Additionally, the long-term use of dexamethasone may have several negative impacts, such as cushingoid symptoms, weight gain, hyperglycemia, hypertension, acne, dyspepsia, edema, anxiety, insomnia, depression, and infection. Reducing, tapering, or withholding dexamethasone premedication strategies may minimize the adverse effects of steroid use. However, our retrospective study could not determine whether the women who received steroid premedication experienced such unfavorable reactions, and further prospective studies are warranted to identify these unacceptable consequences. Preclinical studies found that dexamethasone rendered cancer cells resistant to paclitaxel infusion. Sui M et al. found that premedication with dexamethasone affected the cytotoxic effects of paclitaxel on morphological abnormalities and apoptosis in cells [9]. Hou et al. described that premedication with dexamethasone reduced the inhibitory effect of paclitaxel on tumor growth in mice with ovarian carcinoma xenografts compared with mice treated with paclitaxel alone [10]. Therefore, withholding the dexamethasone protocol should be widespread not only in patients at high risk of steroid-induced side effects, but also in patients in whom excellent outcomes are a priority.

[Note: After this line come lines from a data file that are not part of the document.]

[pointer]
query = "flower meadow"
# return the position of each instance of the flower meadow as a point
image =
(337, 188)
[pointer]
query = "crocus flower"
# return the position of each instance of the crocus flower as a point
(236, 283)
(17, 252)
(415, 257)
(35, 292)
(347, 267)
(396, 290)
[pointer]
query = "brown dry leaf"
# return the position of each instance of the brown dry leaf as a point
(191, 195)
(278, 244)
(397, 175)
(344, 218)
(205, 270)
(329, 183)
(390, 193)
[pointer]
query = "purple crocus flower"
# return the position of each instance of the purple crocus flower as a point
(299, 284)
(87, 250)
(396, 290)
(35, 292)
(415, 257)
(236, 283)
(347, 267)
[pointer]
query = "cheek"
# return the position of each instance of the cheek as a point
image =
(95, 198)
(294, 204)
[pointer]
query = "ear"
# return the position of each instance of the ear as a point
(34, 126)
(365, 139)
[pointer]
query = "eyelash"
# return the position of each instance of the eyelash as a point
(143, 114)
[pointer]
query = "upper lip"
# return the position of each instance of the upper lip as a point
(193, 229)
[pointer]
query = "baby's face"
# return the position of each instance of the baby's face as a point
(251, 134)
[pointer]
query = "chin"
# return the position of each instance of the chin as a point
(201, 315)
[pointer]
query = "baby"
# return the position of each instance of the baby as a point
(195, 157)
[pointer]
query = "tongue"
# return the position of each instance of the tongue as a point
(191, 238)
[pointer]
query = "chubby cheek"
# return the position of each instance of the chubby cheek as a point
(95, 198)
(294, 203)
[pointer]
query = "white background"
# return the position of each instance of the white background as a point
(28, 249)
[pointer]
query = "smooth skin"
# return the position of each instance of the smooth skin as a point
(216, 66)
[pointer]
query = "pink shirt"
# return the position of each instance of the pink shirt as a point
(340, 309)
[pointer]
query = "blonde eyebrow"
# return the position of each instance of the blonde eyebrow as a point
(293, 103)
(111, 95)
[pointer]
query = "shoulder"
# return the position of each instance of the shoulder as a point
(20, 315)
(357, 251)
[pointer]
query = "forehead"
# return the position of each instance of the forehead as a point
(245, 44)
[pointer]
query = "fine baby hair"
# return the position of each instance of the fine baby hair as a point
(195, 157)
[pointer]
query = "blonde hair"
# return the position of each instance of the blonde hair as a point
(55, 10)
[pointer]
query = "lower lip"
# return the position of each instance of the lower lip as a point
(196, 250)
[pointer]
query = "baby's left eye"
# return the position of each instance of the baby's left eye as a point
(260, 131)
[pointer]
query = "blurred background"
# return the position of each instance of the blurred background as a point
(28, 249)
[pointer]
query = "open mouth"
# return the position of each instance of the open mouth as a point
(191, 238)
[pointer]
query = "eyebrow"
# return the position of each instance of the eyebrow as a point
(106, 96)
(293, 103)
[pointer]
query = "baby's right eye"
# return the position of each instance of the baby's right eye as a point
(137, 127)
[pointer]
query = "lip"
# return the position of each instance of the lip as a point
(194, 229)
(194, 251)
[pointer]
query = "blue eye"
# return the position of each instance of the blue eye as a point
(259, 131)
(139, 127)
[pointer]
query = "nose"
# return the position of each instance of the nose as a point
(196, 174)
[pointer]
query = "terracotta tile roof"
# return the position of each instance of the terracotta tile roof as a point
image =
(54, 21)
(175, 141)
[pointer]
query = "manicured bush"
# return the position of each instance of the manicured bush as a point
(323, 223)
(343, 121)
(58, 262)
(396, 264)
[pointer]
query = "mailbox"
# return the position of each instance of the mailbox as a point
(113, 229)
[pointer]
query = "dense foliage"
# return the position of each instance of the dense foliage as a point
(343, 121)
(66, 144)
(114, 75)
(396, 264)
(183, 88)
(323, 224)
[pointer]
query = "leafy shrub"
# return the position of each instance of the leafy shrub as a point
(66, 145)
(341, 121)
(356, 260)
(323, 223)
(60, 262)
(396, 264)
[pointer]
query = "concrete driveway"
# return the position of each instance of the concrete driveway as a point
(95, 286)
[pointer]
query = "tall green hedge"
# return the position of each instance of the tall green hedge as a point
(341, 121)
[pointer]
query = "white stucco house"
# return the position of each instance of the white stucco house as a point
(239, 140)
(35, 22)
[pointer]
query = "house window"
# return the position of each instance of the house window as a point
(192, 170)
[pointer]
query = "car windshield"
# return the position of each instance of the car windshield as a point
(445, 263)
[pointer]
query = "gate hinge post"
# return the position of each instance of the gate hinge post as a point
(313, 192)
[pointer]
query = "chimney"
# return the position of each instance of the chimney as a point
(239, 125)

Our retrospective observational study has several limitations. First, even though we included only women with early breast cancer who received more than 6 cycles of weekly paclitaxel chemotherapy, the number of women in this study is small, and this might have affected the reported incidence of HSR. Second, the HSR to paclitaxel was determined by the retrospective review of medical records, and minor reactions may not have been reported. Finally, the adverse effects of steroid use were not identified in this study; thus, further large prospective studies are warranted to validate all comprehensive outcomes.
Withholding premedication with dexamethasone in patients who do not experience hypersensitivity reactions during first few weeks of weekly paclitaxel administration is feasible, and appears to yield a similar incidence of HSR. However, a prospective study to identify the optimal schedule of premedication with dexamethasone for use with the widespread paclitaxel chemotherapy adjuvant regimen is warranted.